For real reform, New York should change how it elects representatives

JUNE 25, 2009
    In the few short months since they gained power after 40-some years in the political wilderness, the hapless New York State Senate Democrats showed why they’d been relegated to the sidelines for the vast majority of the 20th century.
    But even worse than their basic political incompetence, the Democrats failed to live up to their pre-election talk. They came into office promising a host of institutional reforms: empowering rank-and-file senators, using conference committees instead of the “three men in a room” to hash out policy decisions, not hogging all the Senate money. Yet they effectively mimicked their long-time Republican tormentors by punishing minority lawmakers with the same treatment that Democrats had long detested.

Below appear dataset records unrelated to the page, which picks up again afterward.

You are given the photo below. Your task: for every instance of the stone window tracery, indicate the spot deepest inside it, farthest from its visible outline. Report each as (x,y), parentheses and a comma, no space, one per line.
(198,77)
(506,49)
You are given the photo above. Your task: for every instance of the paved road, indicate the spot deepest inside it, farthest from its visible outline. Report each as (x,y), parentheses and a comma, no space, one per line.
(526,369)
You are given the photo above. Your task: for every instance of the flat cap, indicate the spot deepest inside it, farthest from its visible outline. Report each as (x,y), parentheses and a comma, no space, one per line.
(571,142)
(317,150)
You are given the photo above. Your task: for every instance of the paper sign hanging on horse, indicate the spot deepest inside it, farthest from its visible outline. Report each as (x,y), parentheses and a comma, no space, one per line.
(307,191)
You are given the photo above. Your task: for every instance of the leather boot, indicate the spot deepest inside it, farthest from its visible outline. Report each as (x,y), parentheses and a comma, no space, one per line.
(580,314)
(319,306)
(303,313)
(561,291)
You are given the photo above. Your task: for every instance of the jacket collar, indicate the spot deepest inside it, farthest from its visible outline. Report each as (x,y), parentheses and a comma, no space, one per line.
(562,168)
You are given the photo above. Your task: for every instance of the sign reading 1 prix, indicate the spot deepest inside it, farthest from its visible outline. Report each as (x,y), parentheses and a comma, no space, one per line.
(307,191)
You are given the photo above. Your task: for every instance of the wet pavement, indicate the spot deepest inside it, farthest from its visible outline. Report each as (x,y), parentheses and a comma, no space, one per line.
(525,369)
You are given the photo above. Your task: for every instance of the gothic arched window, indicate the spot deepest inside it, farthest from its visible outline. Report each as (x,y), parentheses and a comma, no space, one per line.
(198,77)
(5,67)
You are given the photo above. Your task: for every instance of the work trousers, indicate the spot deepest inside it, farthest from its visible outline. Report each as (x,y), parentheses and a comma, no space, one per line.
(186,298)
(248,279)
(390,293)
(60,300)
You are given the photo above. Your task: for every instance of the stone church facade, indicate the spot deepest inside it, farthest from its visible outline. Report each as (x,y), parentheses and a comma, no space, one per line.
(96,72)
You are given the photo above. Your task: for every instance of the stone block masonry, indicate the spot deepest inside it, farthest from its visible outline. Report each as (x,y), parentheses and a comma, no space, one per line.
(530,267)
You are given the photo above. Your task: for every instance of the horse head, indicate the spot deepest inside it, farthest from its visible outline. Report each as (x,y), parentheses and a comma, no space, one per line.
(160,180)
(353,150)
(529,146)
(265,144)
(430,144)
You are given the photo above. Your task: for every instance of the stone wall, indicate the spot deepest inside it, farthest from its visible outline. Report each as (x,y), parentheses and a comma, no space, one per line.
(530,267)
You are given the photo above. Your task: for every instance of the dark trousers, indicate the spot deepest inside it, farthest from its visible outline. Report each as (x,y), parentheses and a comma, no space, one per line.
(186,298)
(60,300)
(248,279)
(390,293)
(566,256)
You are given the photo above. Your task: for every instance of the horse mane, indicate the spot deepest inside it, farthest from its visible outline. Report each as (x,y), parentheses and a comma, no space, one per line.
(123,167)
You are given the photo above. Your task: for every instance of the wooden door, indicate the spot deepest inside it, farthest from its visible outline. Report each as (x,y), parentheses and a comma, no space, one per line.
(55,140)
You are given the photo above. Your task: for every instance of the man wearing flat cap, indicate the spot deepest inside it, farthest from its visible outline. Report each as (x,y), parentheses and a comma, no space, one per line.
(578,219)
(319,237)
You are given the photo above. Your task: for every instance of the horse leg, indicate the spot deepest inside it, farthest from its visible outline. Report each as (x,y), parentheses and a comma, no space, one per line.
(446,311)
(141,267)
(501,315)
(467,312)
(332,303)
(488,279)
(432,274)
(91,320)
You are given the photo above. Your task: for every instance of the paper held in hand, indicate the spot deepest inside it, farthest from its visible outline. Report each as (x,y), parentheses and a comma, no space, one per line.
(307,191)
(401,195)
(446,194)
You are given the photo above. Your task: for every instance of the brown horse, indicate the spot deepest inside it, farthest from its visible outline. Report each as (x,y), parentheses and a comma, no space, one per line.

    After regaining power, the Republicans have tried to wear the reformers’ garb. But what they’ve called meaningful change is a joke. They have focused on small, publicity-seeking internal tweaks that will provide no real benefit for New Yorkers or for better governance.
    A power-sharing agreement, potentially with some reforms, now seems to be emerging. But instead of eliminating frequently corrupt and wasteful member items, senators say they will share them. Rather than making serious cuts into the bloated Senate workforce, as befits an economic crisis, they want to make sure that everybody gets close-to-equal overstaffing.
    There is a need here for some real changes, and the Democrats are the party to push for it. Not just the obvious, like getting rid of member items and slicing staffs. They should also champion systemic changes - ones that, with growing Democratic voter enrollment in the state, will have the added benefit to the party of significantly improving its odds of gaining long-term control of the Senate. They should push to revamp the Senate’s campaign finance laws and to eliminate the gerrymander.
    New York has some of the loosest campaign finance rules in the country, from allowing unlimited soft money donations to the parties for “housekeeping” to sky-high contribution limits for candidates. But what stands out is a special carve-out for senators. The individual contribution limit for each donor to a senator is significantly higher than to a member of the Assembly, not to mention for a presidential contender. Each senator can receive donations of up to $6,000 for a primary and $9,500 for a general election. Simply cutting this figure down would be a welcome improvement.
    In a similar vein, control of the legislative district boundaries is one of the most powerful weapons in an incumbent’s arsenal. After the census is taken each decade, state legislatures redraw district lines. The law requires that each district contain an equal population. But even with this limitation, political leaders are able to slice the maps to maximize political benefit.
    The result is that regardless of demographic changes, the party in power makes sure its incumbents are protected. In New York, the Republicans successfully used redistricting to protect their Senate majority against the large statewide Democratic enrollment edge.
    Of course, by handing this task over to a nonpartisan redistricting commission, senators would be taking a risk with their own seats. Drawing the district lines allows them to remove potential primary and general election threats.
    And redistricting reform has an additional hurdle - there would be ferocious complaints from the Assembly, where the Democrats hold a huge advantage and see no profit in giving up a powerful weapon. But by pushing hard for a nonpartisan process, Senate Democrats would send a signal that they are serious about reform.
    In their years out of power, the Senate Democrats talked a good game. But from Jan. 7 through June 8, they operated in business-as-usual mode. Now, with the legislative arena so tenuous, they should find religion and back up their old talk with action. Campaign finance and redistricting reform are two obvious places to start.
    Joshua Spivak, a lawyer and public relations executive, is a research fellow at the Hugh L. Carey Center for Government Reform at Wagner College.